Umre ziyareti aylar öncesinden belliyken ve virüs salgını aylar öncesinde de biliniyorken karantina için neden daha önce önlem alınmadı da öğrenci arkadaşlarımız bir gece yarısı sokağa atılarak mağdur edildi ? Üstelik başarısızlık zinciri bunlarla da sınırlı değil. Avrupa’nın 5 büyük ligi ve NBA gibi tüm dünyanın takip ettiği spor müsabakaları iptal edilirken ülkemizdeki spor müsabakalarının iptal edilmemesinin amacı neydi ? Türk sporunun iki büyük çınarı Galatasaray ve Fenerbahçe’den birçok isim Coronavirüs teşhisiyle tedavi görüyor. Bu karşılaşmaların iptal edilmesi gerekliliğini savunan profesyonellerin uyarıları niçin dikkate alınmadı? Onca yöneticinin içinden, her geçen gün yayılan bir hastalık karşısında spor müsabakalarını iptal etmeyi düşünebilecek bir akıllı çıkmadı mı? Maddi güçleri sebebiyle hijyen tedbirlerini üst düzeyde alabilen iki büyük kulüpten bile salgına yakalananlar varken hijyenik olmayan koşullarda spor yapan binlerce sporcuyu sahi düşünen var mı? Salgın bittiğinde binlerce sporcumuzun spor hayatı bitme noktasına gelirse yahut daha kötüsü hayatlarını kaybederlerse ligleri ısrarla tatil etmeyen yöneticiler bunun hesabını nasıl verecek?
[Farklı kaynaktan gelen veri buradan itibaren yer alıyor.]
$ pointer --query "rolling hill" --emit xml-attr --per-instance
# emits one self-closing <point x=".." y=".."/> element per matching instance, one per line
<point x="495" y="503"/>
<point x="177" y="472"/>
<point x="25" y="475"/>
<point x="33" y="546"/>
Doğru bir karar olan okulların tatil edilmesinin ardından başlatılan uzaktan eğitimde, Eba Tv ekranında gömlekle beden eğitimi dersi verilmesini vs artık geçiyoruz. Minik çocuklara idam sahnesinin izletilmesi hangi akıl ve mantığın ürünüdür ? Sayın bakan bu hususta gelen tepkiler sonrası yaptığı açıklamada alt birimlerde görev yapan yetkililere topu atarak sahneyi görmediğini belirtti. Kuşkusuz bir bakan her bir detayla ilgilenemez ki tam olarak bu yüzden yardımcıları, bürokratları ve emri altında çalışan binlerce personeli vardır. Burada da şu soru doğuyor: Bu pozisyonların hakkını layıkıyla verecek onca değerli eğitimci varken bu beceriksiz yöneticileri o pozisyonlara kim getirdi ve sayın bakan bu yöneticileri neden görevden almıyor yahut alamıyor mu?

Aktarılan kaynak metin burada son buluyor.